Malcolm X’s insistence on the need for Blacks to hold firmly to their sense of dignity and, when necessary, to defend themselves, is echoed in King’s clarification of the relationship between love and power in his 1967 speech “Where Do We Go From Here?”. Taking up Nietzsche’s claim that Christians too easily allow the exhortation to love one’s enemies to lead them to forego any sense of their self-respect, King insists that his call to non-violence should not be read as a call to let people “walk all over you.” And that while power alone corrupts and leads to violence and division, power when joined to love leads to productive change and reconciliation between enemies. 

This clarification highlights the incontrovertible fact that one cannot love others if one does not love him or herself – not in a sentimental sense, but in the sense that one recognizes one’s existence – one’s Blackness – is good, a gift to be cherished and valued. Put more concisely, one cannot love others if one does not recognize that “Black is Beautiful,” as Servant of God Sister Thea Bowman, a Black American nun, proclaimed in front of a meeting of the US Catholic bishops in 1989.

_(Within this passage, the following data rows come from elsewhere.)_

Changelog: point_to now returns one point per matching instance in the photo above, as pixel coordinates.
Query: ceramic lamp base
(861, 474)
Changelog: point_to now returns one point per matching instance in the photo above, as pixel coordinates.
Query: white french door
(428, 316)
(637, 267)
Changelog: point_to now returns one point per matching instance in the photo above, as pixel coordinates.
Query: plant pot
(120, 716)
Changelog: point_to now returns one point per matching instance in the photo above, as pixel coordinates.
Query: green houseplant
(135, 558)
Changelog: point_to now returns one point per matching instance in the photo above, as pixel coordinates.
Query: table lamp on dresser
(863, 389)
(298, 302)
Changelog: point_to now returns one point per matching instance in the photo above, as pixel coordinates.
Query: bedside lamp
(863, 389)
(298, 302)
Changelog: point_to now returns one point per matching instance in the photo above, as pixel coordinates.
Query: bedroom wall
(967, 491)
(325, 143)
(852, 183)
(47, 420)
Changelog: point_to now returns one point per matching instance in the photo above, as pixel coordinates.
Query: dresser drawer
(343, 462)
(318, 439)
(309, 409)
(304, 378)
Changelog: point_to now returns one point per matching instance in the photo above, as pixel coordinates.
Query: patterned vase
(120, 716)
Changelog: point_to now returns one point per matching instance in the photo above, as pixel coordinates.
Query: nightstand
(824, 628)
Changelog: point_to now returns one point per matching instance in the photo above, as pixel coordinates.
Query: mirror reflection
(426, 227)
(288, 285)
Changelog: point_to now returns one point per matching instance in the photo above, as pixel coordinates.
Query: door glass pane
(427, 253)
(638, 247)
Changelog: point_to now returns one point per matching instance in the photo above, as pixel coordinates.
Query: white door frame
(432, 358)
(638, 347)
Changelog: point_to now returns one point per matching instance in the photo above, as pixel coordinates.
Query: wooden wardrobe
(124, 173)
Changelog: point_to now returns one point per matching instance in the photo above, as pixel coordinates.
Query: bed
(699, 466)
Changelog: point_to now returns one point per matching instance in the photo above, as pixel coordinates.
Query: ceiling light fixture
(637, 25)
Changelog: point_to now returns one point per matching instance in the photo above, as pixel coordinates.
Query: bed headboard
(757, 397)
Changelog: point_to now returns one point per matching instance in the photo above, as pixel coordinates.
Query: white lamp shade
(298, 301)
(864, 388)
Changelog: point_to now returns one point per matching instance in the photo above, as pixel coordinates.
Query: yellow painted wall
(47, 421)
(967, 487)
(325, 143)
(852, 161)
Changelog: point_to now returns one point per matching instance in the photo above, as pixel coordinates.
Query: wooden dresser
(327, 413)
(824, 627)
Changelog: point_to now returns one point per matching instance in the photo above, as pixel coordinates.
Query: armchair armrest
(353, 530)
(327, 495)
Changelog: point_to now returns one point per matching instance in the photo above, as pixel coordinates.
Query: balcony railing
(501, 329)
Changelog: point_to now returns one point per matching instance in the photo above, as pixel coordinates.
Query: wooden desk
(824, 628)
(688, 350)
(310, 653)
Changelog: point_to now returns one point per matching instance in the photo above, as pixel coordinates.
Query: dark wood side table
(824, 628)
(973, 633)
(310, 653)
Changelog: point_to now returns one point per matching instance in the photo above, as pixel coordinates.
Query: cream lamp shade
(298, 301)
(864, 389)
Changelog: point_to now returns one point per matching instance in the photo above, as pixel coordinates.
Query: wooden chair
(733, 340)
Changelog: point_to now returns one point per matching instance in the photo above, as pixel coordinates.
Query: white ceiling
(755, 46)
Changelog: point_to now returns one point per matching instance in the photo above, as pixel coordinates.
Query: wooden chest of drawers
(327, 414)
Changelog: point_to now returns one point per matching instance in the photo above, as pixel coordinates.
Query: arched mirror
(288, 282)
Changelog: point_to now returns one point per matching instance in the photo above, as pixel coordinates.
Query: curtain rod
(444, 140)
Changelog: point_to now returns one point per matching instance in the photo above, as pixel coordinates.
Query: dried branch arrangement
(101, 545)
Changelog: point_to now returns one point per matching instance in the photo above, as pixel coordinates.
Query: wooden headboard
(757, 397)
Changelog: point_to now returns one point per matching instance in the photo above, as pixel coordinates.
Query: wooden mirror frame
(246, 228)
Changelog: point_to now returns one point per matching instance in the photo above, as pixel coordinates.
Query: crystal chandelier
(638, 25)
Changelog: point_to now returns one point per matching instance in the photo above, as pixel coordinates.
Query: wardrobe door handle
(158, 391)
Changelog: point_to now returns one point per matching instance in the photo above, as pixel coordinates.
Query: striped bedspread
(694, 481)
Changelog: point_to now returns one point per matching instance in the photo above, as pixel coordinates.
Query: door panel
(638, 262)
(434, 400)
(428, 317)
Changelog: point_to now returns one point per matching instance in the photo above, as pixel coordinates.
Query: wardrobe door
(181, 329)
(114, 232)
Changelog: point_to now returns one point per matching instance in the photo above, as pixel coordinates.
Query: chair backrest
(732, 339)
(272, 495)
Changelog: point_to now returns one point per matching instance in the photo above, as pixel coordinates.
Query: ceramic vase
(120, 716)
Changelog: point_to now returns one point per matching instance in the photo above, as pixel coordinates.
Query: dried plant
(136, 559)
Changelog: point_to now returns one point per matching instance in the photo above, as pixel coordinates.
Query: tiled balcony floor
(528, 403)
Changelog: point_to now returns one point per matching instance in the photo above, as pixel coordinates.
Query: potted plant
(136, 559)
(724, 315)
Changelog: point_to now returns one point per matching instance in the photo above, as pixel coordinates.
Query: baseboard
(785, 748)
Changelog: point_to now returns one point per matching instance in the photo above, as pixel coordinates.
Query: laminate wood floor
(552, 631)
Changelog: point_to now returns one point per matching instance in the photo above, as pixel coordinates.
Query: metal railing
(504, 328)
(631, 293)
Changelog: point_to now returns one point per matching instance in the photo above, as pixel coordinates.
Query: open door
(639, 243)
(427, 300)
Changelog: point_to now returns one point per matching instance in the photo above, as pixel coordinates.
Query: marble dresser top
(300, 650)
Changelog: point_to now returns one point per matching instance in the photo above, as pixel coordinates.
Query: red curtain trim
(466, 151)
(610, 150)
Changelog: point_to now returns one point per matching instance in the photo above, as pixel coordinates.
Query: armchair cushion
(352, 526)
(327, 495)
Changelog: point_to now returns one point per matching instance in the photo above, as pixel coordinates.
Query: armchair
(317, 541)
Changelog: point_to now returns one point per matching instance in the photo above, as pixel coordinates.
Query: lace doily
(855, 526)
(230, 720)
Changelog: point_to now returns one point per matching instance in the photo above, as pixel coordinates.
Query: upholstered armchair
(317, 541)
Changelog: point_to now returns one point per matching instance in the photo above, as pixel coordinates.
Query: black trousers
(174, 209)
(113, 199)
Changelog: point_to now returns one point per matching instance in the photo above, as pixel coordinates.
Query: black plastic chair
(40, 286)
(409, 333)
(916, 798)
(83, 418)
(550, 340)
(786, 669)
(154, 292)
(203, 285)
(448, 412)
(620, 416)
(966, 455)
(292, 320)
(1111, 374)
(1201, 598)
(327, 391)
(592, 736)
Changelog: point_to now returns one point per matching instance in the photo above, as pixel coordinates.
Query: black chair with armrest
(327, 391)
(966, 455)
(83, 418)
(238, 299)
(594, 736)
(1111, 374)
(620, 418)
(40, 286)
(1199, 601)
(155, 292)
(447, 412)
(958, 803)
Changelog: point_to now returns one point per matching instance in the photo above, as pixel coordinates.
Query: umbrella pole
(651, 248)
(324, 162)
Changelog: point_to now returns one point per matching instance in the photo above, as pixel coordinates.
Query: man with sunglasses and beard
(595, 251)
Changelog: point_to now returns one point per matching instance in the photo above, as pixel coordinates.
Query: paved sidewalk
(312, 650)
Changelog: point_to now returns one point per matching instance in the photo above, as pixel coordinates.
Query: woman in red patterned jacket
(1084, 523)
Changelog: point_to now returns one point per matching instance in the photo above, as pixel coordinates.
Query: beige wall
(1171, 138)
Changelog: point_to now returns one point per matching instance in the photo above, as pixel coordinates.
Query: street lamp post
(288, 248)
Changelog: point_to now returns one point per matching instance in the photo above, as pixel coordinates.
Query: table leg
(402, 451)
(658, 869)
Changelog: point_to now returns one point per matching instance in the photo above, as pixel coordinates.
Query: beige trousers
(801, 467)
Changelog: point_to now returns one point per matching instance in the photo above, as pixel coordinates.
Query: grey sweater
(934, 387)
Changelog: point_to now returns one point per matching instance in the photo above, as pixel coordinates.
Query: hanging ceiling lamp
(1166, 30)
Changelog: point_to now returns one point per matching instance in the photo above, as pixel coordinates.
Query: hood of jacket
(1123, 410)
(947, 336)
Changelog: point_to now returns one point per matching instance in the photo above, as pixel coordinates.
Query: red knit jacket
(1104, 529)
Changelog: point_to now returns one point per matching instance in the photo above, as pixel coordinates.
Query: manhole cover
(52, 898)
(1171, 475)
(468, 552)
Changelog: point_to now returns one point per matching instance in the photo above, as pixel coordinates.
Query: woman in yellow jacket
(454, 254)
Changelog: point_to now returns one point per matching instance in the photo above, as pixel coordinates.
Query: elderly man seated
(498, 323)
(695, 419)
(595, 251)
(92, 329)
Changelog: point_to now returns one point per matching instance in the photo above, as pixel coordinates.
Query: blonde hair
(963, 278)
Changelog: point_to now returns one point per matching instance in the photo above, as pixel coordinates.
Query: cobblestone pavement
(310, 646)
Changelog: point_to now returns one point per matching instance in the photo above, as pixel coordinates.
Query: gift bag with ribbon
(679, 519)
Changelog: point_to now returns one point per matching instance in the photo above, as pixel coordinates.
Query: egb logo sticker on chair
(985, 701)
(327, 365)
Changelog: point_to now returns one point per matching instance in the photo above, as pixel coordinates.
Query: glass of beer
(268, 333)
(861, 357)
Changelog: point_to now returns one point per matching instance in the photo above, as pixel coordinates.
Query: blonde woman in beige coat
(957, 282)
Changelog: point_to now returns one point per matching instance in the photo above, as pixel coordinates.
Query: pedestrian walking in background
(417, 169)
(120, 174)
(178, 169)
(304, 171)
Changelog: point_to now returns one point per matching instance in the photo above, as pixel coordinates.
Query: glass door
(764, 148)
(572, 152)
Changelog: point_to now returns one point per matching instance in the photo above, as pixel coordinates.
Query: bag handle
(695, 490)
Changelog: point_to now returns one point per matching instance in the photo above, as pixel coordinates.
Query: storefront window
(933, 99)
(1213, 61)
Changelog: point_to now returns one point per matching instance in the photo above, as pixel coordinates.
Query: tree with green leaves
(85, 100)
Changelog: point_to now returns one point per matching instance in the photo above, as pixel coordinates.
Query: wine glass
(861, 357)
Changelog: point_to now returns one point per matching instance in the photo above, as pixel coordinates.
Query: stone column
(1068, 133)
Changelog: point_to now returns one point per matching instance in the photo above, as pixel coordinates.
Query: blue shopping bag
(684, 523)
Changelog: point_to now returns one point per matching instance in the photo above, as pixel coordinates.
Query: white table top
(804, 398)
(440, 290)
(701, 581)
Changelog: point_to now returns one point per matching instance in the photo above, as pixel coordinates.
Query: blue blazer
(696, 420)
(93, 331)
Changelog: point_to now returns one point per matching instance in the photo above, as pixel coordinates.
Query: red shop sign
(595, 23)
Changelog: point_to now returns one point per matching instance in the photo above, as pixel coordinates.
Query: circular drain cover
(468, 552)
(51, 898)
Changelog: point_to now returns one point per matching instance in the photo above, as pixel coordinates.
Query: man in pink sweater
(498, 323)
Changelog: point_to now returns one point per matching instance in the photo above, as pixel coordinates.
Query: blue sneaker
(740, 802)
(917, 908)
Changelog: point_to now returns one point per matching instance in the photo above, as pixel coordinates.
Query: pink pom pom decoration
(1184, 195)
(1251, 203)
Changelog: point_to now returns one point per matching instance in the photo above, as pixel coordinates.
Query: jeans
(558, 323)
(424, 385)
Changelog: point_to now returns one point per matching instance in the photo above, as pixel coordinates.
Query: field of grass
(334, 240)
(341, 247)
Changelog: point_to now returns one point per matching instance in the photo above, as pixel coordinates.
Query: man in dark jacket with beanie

Since the 1960s, numerous other non-Black Christian social justice activists similarly recognized the value of ethnic identity as both a locus of cultural enrichment and political organizing, including Daniel P. Moynihan, Nathan Glazer, Father Geno Baroni, and Michael Novak, the latter of whom eloquently wrote that our roots “are our material, our concrete limits, our purchase on a finite, real, earthy earth – our liberation from the land of pure spirits, disembodied presences, and gnostic hoverings…every human being is ‘rooted,’ and that each one’s social history is important. Each of us is born from the womb of a single woman into a particular segment of human experience, at a time, in a place, within a language and a particular set of cultural symbols, beliefs, rites, gestures, emotional patterns, and a not-universal sensibility.” 

And despite the monopoly poststructuralist identitarianism currently holds over public discourse, there are plenty of original voices who speak to a more multifaceted understanding of the role of race in public life. Take Dr. Cornel West, Albert Thompson of the American Solidarity Party who writes about race through a localist, distributist lens; Justin Giboney, the founder of the &Campaign which advocates for bridging the divide between progressives and traditionalists; and Gloria Purvis, a media personality who brings attention to the beauty and richness of Black American history in the Catholic Church.

In our rootless, disenchanted age, neither the highly elitist, bureaucratic program of liberal identitarians, nor the bootstrapping rhetoric of colorblind libertarians–both steeped in materialist individualism–provide a way out of our social deadlocks. While Black radicalism may have plenty of pitfalls, it offers us a nuanced vision of the polyvalent elements that make up society–and above all, envisions society as fundamentally rooted in something greater than the atomized individual. If we insist on being “colorblind,” then let us refuse to be cultureblind, because culture is beautiful. As Dostoyevsky famously quipped, “beauty will save the world.” Consequently, a world bereft of substantial aesthetic underpinnings is beyond salvation, let alone “liberation” from oppression.